Additional fiduciary benefits
You can also defer paying capital gains taxes if you place valued capital assets, such as stocks or real estate, in a CRT. If you sell assets outside the CRT, the tax is due when you file your tax return for the year of the sale. But if you transfer the asset to a CRT, the trust can sell it tax-free.
However, as Ferraro notes, “the character of income or gain is trapped in the CRT” by IRS regulations that dictate how distributions are taxed. Although there is potential for tax-free income, portions of the distribution may also be treated as ordinary income, capital gains or other income and taxed accordingly. For capital gains, however, the tax bill will be delayed and you may not owe these taxes until you file your tax return for the years in which you receive a distribution.
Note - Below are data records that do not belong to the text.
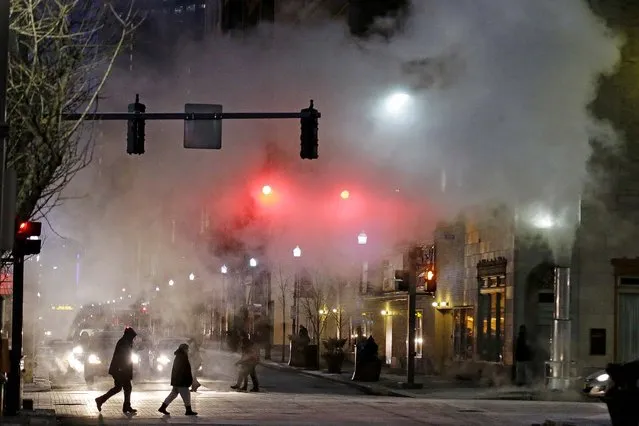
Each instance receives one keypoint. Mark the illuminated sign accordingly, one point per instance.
(62, 308)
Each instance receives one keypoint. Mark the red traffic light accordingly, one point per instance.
(28, 229)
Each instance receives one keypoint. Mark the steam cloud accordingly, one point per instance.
(498, 111)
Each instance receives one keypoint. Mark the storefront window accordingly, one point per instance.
(492, 326)
(419, 338)
(464, 335)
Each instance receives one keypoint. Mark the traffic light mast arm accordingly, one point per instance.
(115, 116)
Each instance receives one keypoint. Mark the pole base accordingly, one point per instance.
(406, 385)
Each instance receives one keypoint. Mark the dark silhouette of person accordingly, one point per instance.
(121, 369)
(369, 350)
(248, 362)
(523, 356)
(181, 380)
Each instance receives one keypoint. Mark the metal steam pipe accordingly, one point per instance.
(560, 347)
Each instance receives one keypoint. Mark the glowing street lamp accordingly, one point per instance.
(397, 102)
(362, 238)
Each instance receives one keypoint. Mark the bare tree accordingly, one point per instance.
(313, 299)
(284, 287)
(61, 54)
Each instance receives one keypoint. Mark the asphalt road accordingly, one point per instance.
(290, 398)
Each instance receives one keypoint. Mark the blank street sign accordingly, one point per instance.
(203, 134)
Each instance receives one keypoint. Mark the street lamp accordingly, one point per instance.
(397, 102)
(362, 238)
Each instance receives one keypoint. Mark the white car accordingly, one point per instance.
(597, 384)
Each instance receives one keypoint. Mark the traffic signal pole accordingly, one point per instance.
(12, 406)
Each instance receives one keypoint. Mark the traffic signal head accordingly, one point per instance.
(135, 129)
(26, 229)
(27, 241)
(309, 138)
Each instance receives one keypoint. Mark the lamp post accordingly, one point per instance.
(362, 239)
(297, 253)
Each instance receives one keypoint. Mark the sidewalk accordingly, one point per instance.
(433, 387)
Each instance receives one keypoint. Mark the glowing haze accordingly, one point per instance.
(489, 103)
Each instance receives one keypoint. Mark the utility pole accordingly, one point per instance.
(412, 295)
(6, 230)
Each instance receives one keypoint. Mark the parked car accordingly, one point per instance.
(596, 384)
(97, 357)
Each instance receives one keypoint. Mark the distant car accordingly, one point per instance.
(97, 357)
(162, 355)
(596, 385)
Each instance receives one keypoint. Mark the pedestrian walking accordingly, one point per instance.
(181, 380)
(195, 358)
(121, 369)
(248, 362)
(523, 356)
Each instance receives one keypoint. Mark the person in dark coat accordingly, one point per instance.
(181, 380)
(121, 369)
(248, 362)
(523, 357)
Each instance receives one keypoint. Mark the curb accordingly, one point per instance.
(375, 390)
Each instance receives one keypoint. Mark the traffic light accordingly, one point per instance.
(430, 282)
(27, 241)
(309, 139)
(135, 129)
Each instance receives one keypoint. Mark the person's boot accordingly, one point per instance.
(126, 409)
(162, 409)
(98, 403)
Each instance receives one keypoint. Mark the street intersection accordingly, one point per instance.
(290, 398)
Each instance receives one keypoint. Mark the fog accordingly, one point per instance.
(497, 111)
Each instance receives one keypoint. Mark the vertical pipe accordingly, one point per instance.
(412, 296)
(560, 350)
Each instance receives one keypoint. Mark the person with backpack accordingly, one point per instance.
(181, 380)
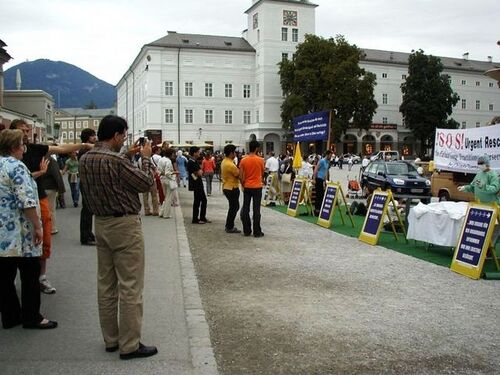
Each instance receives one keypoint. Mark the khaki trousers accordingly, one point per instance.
(154, 200)
(120, 279)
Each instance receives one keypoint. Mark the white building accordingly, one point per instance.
(200, 89)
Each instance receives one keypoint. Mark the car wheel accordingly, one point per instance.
(444, 196)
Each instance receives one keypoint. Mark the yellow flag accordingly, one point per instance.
(297, 157)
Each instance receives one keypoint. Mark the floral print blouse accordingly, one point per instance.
(18, 191)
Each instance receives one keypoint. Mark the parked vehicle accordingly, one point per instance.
(444, 185)
(398, 176)
(355, 158)
(385, 155)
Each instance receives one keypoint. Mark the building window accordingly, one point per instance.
(284, 34)
(189, 116)
(169, 88)
(209, 87)
(246, 91)
(188, 88)
(209, 116)
(169, 116)
(246, 117)
(228, 90)
(228, 117)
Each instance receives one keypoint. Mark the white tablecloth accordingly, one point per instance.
(437, 223)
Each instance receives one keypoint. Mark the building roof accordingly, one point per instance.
(85, 112)
(294, 2)
(197, 41)
(401, 58)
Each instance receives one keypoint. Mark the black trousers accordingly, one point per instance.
(86, 234)
(233, 197)
(254, 195)
(28, 311)
(320, 192)
(199, 204)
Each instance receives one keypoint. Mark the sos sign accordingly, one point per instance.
(449, 140)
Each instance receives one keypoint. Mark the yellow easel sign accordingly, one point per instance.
(333, 195)
(474, 240)
(374, 219)
(295, 197)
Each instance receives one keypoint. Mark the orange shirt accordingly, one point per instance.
(252, 170)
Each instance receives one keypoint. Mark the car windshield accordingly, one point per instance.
(400, 169)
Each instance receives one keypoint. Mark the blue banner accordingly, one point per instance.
(375, 214)
(473, 238)
(311, 127)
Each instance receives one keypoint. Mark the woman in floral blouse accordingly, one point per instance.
(20, 237)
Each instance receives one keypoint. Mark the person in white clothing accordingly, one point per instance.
(168, 181)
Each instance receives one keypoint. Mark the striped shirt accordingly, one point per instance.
(110, 183)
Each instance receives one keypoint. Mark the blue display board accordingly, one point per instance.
(375, 214)
(473, 238)
(295, 196)
(328, 203)
(311, 127)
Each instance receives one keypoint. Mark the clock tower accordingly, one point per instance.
(275, 28)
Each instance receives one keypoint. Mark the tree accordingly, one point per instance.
(325, 75)
(90, 105)
(428, 99)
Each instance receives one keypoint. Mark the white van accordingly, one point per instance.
(385, 155)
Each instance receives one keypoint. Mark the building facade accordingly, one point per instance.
(202, 89)
(70, 122)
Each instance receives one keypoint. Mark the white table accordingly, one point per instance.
(437, 223)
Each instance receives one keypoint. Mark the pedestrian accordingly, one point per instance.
(196, 186)
(71, 168)
(181, 166)
(251, 174)
(34, 159)
(320, 175)
(53, 184)
(485, 185)
(231, 186)
(111, 185)
(87, 237)
(168, 179)
(22, 234)
(208, 168)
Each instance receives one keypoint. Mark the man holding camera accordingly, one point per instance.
(111, 185)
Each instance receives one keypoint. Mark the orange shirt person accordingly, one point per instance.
(251, 174)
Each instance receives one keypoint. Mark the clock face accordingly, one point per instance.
(290, 18)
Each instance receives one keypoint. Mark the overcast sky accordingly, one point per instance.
(103, 37)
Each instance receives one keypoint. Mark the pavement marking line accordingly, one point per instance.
(202, 355)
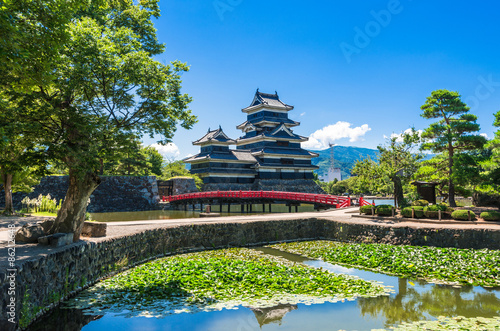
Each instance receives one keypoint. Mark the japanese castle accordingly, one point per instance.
(268, 156)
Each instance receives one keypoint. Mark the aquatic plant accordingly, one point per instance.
(220, 279)
(443, 265)
(452, 323)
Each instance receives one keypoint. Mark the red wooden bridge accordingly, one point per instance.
(245, 196)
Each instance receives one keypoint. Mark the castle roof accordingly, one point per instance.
(231, 155)
(214, 136)
(266, 100)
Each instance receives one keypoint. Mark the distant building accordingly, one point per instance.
(267, 156)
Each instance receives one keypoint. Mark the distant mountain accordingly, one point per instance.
(345, 158)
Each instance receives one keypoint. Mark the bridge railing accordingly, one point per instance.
(324, 199)
(363, 202)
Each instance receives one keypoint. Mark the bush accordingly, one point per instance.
(462, 214)
(432, 211)
(384, 210)
(366, 209)
(419, 211)
(490, 215)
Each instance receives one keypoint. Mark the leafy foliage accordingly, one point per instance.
(178, 169)
(490, 215)
(463, 214)
(384, 210)
(453, 133)
(447, 265)
(417, 210)
(367, 209)
(432, 211)
(105, 87)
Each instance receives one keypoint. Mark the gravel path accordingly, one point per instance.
(119, 229)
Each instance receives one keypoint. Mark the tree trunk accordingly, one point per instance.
(451, 187)
(71, 216)
(398, 191)
(7, 186)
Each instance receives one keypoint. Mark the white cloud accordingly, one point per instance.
(321, 138)
(399, 136)
(168, 151)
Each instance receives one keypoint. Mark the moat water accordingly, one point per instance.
(412, 300)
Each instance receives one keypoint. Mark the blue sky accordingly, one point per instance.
(367, 64)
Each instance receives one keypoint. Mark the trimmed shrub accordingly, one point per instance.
(419, 211)
(462, 215)
(490, 215)
(366, 209)
(420, 203)
(384, 210)
(432, 211)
CRTs can also be used as an alternative to “stretched” IRAs, which were phased out for most people in 2020. Under the old rules, non-spouse IRA beneficiaries could split distributions from an inherited account into their own life and leave the rest of the money to grow tax-free for decades. Now, all funds from an inherited IRA must generally be distributed to non-spouse beneficiaries within 10 years of the death of the IRA owner. To get around the new rules, you can name a CRT as the beneficiary of the IRA and set up the trust to provide lifetime income to someone other than a spouse.
While the tax benefits are attractive, Ferraro urges people not to “let the tax tail wag the dog.” If you’re not charitable, don’t go for a CRT.